- Release Signoff Checklist
- Summary
- Motivation
- Proposal
- Use Cases
- Test Plans
- Graduation Criteria
- (R) kubernetes/enhancements issue in release milestone, which links to KEP (this should be a link to the KEP location in kubernetes/enhancements, not the initial KEP PR)
- (R) KEP approvers have set the KEP status to
implementable
- (R) Design details are appropriately documented
- (R) Test plan is in place, giving consideration to SIG Architecture and SIG Testing input
- (R) Graduation criteria is in place
- (R) Production readiness review completed
- "Implementation History" section is up-to-date for milestone
- User-facing documentation has been created in [kubernetes/website], for publication to [kubernetes.io]
- Supporting documentation e.g., additional design documents, links to mailing list discussions/SIG meetings, relevant PRs/issues, release notes
This document describes the Kubernetes Scheduling Framework. The scheduling framework is a new set of "plugin" APIs being added to the existing Kubernetes Scheduler. Plugins are compiled into the scheduler, and these APIs allow many scheduling features to be implemented as plugins, while keeping the scheduling "core" simple and maintainable.
Note: Previous versions of this document proposed replacing the existing scheduler with a new implementation.
Many features are being added to the Kubernetes Scheduler. They keep making the code larger and the logic more complex. A more complex scheduler is harder to maintain, its bugs are harder to find and fix, and those users running a custom scheduler have a hard time catching up and integrating new changes. The current Kubernetes scheduler provides webhooks to extend its functionality. However, these are limited in a few ways:
- The number of extension points are limited: "Filter" extenders are called after default predicate functions. "Prioritize" extenders are called after default priority functions. "Preempt" extenders are called after running default preemption mechanism. "Bind" verb of the extenders are used to bind a Pod. Only one of the extenders can be a binding extender, and that extender performs binding instead of the scheduler. Extenders cannot be invoked at other points, for example, they cannot be called before running predicate functions.

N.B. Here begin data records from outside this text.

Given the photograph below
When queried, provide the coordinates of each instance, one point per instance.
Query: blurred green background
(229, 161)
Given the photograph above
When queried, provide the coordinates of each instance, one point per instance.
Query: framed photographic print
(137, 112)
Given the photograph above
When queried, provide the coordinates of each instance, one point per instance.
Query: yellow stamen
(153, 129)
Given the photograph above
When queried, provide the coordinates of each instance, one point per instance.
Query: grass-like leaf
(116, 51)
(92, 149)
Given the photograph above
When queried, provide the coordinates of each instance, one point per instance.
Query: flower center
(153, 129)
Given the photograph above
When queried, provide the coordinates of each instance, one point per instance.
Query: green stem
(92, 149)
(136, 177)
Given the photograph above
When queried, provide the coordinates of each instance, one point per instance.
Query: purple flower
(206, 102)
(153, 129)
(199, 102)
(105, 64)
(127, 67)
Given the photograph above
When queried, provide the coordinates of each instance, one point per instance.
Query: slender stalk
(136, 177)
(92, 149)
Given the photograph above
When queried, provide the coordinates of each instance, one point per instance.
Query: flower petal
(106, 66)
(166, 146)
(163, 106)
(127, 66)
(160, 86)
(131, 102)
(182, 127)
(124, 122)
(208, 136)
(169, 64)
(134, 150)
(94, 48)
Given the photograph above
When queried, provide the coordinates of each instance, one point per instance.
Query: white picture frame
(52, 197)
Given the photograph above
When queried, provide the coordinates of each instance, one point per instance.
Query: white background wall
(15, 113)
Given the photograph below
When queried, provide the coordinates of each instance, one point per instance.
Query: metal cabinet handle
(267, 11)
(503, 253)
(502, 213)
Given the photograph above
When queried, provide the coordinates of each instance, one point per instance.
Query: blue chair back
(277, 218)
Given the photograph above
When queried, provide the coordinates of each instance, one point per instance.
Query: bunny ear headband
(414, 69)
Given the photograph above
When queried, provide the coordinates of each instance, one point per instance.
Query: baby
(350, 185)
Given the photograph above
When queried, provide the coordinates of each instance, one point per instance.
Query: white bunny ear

- Every call to the extenders involves marshaling and unmarshalling JSON. Calling a webhook (HTTP request) is also slower than calling native functions.
- It is hard to inform an extender that scheduler has aborted scheduling of a Pod. For example, if an extender provisions a cluster resource and scheduler contacts the extender and asks it to provision an instance of the resource for the pod being scheduled and then scheduler faces errors scheduling the pod and decides to abort the scheduling, it will be hard to communicate the error with the extender and ask it to undo the provisioning of the resource.
- Since current extenders run as a separate process, they cannot use scheduler's cache. They must either build their own cache from the API server or process only the information they receive from the default scheduler.
The above limitations hinder building high performance and versatile scheduler features. We would ideally like to have an extension mechanism that is fast enough to allow existing features to be converted into plugins, such as predicate and priority functions. Such plugins will be compiled into the scheduler binary. Additionally, authors of custom schedulers can compile a custom scheduler using (unmodified) scheduler code and their own plugins.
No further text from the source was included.